Apart from the obvious vested interests at play, these arguments have further been thwarted by many scientists, including studies by organisations like the Indian Institute of Science, Tata Energy Research Institute and UNESCO who have proved in different ways that jhum is indeed a sustainable form of agriculture best suited to the rainy hill regions of Northeast India, over other forms of agriculture such as valley or terrace cultivation. Studies have further proved that, contrary to arguments of soil infertility, the practice of jhum ensures that fallowness in the soil is not compromised on, and often rapid regeneration of the vegetation takes place once a tract of land is abandoned after cultivation.

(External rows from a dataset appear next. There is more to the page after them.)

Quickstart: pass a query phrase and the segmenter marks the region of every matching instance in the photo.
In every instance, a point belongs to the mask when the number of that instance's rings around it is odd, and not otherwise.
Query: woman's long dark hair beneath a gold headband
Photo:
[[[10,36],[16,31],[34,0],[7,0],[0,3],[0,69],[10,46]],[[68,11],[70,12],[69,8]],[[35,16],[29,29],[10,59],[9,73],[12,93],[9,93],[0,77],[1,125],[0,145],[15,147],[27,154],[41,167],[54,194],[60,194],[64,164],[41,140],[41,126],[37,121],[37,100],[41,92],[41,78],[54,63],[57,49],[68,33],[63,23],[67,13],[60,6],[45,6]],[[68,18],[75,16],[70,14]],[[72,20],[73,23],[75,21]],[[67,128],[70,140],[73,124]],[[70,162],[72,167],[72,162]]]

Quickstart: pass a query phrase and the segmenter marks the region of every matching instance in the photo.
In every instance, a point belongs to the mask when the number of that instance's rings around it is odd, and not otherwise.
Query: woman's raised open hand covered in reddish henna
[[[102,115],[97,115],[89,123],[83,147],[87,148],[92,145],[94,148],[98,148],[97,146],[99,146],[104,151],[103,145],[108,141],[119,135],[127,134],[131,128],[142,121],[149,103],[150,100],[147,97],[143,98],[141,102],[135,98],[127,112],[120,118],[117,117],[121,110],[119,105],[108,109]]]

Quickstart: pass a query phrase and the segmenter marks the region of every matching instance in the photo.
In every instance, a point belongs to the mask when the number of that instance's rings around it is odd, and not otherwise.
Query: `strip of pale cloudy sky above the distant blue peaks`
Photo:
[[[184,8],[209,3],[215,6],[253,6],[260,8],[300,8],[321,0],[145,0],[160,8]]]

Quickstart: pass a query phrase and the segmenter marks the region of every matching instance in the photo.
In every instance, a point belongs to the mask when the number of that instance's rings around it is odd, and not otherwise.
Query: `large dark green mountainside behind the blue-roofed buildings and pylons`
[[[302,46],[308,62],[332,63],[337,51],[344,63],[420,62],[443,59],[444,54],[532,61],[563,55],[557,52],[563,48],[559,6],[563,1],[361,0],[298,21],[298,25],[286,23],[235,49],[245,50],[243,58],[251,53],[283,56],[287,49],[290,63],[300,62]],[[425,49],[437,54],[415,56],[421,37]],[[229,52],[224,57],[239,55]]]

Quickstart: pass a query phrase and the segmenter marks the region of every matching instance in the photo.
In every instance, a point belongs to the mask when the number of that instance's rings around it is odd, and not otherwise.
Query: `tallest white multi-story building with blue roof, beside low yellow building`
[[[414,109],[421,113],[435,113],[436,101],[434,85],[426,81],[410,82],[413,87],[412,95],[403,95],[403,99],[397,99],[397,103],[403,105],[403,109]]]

The connection between forest loss and jhum is tenuous at best as there are numerous other factors at play including areas where jhum is practiced, the type of vegetation regrowth and fallowness of the land. The soil erosion argument too has been disproved as soil erosion would happen with any cultivation along hill tracts, and if anything is minimised with jhum due to the retention of strong roots when the land is cleared.

This is not to completely discount the actual arguments being made against jhum. There has indeed been a small reduction in the forest cover, and certainly the food pressures have increased in the region due to greater population. However it is the source of these arguments, their vested interests and the lack of viable alternatives provided that cause eyebrows to be raised. There is no guarantee that if jhum were to be stopped, there would be an increase in forest cover and soil fertility or a decrease in soil erosion. If anything, all these problems are likely to continue with even more intensity along with the added food insecurity of the local population due to the wrenching away of their primary mode of sustenance. The arguments are all the more problematic because the region still continues to have one of the highest per-capita forest covers in the world, and its people are for the most part not found wanting for food, primarily due to practices like jhum.

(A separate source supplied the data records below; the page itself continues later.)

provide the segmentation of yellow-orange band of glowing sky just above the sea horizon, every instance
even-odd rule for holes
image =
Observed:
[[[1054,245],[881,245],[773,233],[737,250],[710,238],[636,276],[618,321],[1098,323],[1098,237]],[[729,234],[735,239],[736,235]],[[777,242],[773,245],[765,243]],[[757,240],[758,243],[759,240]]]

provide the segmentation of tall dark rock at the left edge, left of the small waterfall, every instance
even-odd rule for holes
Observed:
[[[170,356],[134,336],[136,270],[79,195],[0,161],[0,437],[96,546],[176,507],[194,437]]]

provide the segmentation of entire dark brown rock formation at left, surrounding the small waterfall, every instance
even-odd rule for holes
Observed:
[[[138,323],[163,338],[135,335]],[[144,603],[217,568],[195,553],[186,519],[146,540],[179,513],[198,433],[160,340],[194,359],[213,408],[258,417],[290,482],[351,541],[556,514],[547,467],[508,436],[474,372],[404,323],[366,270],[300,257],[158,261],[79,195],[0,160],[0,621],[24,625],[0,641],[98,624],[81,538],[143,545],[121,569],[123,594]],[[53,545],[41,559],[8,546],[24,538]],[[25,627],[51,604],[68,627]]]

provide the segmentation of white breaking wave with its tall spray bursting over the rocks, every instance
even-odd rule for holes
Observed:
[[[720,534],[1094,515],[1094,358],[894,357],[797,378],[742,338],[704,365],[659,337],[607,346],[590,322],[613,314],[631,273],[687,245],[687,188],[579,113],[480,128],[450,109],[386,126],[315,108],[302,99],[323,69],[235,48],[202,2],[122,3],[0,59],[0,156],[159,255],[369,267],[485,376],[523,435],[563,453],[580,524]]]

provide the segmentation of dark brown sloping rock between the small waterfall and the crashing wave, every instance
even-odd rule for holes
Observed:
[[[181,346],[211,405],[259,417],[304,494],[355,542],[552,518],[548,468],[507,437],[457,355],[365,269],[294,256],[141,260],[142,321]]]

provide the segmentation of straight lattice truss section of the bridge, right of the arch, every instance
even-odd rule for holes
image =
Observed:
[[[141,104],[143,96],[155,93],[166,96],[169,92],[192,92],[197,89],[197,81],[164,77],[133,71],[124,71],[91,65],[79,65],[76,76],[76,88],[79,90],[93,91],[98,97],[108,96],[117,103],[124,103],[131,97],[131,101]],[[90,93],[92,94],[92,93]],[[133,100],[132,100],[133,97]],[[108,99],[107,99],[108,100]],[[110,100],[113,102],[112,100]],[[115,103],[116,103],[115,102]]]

If the arguments are being made mainly for legitimising the usurpation forest land for national and private capital, then those arguments need to be seriously questioned. Furthermore, it would be prudent to ensure the continuance of the basic level of food sustenance that the people in these regions have created for themselves through cooperative cultivation without any feudal fetters, rather than force the capital market upon them via land leases and cash crops, placing them in the precarious position many farmers in other parts of India often find themselves in.

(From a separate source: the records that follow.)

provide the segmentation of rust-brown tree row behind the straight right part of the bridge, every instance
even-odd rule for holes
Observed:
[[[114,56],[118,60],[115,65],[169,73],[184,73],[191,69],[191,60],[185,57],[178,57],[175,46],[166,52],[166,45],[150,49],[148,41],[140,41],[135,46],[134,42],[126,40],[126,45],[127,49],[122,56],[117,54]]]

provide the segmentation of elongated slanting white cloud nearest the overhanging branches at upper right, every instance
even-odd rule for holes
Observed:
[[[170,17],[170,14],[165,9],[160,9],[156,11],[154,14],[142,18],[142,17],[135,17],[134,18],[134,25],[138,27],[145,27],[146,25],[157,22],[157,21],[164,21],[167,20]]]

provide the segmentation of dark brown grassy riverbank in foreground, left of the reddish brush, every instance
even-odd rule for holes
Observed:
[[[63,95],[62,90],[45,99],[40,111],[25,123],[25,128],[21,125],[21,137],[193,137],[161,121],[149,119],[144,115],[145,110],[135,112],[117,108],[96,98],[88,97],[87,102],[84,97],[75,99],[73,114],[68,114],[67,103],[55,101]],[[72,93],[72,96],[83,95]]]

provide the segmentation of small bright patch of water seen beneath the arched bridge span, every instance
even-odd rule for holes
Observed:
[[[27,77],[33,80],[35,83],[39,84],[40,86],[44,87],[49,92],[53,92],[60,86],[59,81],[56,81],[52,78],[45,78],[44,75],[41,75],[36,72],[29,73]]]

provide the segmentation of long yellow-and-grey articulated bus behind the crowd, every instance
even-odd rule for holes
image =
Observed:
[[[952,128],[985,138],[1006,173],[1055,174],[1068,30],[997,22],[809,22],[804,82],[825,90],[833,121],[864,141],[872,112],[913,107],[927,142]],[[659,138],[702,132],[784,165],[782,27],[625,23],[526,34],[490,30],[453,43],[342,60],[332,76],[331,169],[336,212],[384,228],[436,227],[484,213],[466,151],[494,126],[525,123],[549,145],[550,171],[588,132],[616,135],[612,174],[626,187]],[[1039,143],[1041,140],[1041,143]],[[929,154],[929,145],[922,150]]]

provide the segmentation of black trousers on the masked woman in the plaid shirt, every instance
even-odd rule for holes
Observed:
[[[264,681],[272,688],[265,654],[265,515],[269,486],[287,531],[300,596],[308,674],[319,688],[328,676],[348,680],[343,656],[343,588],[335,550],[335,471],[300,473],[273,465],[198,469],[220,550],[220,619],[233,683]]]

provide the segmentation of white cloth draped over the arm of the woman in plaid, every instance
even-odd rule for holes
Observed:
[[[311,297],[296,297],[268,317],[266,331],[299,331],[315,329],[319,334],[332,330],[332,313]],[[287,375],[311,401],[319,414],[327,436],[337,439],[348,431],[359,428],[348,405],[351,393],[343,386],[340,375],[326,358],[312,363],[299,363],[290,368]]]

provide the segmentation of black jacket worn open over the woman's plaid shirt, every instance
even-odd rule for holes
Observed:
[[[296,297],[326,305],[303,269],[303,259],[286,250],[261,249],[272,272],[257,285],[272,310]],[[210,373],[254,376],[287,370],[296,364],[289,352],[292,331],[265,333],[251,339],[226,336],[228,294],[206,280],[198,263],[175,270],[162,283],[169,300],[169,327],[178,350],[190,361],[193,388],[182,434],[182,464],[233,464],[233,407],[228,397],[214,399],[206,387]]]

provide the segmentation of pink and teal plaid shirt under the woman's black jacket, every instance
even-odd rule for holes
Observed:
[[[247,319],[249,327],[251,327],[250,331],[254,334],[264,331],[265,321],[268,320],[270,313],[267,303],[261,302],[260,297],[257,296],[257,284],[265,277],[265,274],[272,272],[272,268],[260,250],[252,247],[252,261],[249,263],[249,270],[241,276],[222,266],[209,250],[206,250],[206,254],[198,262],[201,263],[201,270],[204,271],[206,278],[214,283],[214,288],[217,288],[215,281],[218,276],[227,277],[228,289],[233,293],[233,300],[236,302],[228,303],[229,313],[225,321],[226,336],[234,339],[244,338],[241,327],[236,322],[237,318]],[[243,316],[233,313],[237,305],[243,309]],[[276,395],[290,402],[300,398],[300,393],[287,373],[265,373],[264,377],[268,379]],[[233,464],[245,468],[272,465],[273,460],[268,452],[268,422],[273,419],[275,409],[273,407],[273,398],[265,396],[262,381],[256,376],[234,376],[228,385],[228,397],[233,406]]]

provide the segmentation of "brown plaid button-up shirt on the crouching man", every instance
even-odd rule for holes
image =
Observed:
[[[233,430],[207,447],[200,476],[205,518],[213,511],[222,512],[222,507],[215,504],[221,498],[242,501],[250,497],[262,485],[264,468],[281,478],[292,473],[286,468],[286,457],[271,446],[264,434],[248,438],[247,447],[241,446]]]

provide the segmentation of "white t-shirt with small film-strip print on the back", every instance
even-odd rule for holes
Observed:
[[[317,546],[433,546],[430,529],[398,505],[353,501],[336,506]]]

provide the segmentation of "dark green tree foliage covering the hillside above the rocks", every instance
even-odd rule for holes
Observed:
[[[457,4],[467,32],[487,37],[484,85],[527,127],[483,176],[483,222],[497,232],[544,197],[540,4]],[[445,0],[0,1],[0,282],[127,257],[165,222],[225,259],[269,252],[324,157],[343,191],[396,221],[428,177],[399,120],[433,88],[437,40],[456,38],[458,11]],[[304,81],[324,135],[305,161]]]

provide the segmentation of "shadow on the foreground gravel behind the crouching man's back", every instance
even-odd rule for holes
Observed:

Looking Ahead: As mentioned before, the practice of jhum is intimately integrated with the socioeconomic fabric of rural society in Northeast India. It’s sustainable and generally accepted as a rather egalitarian mode of production, with women playing an important economic role, and almost completely lacking in feudal fetters (unlike many other pre-capitalist modes of production). The practice plays a central role in uniting villages and clans, as well as integrating the people with local modes of commerce. Furthermore it provides food sustenance for the people, and prevents them from being subject to the whims of the larger capital market.

Ideally the state would need to work with local populations on jhum to mitigate the potential deleterious effects to the ecology rather than prevent shifting cultivation per say. This seems to be the increasingly accepted viewpoint by state governments in Northeast India and other countries where the practice is widespread, and is certainly a positive trend. The Shillong Declaration on shifting agriculture in 2004 was extensive in its coverage of jhum agriculture and several governments in the participating countries placed it on their agenda then. The governments of Nagaland, Meghalaya, Tripura, Arunachal Pradesh and Assam have indicated at different levels that they would not like to suppress shifting cultivation, but rather work on ways in which it can be integrated with ecological and conservation concerns. Among the more prominent of these initiatives has been the government of Nagaland pursuing a policy from 2006 onwards of procuring horticulture produce from people practicing jhum and training government extension staff in participatory mapping, the Meghalaya government stating in 2004 that it would examine ways in which jhum can be integrated with soil and water conservation measures, and the Tripura government initiating shifting cultivation development projects from 2007 onwards. Even the central Ministry of Environment and Forests set up a task force on “Rehabilitation of Shifting Cultivation (Jhum) Fallows”.

These are positive trends, and need to continue considering the importance of jhum to rural populations in Northeast India, as well as the central role it plays in ensuring food sustenance through an egalitarian cooperative mode of agricultural production.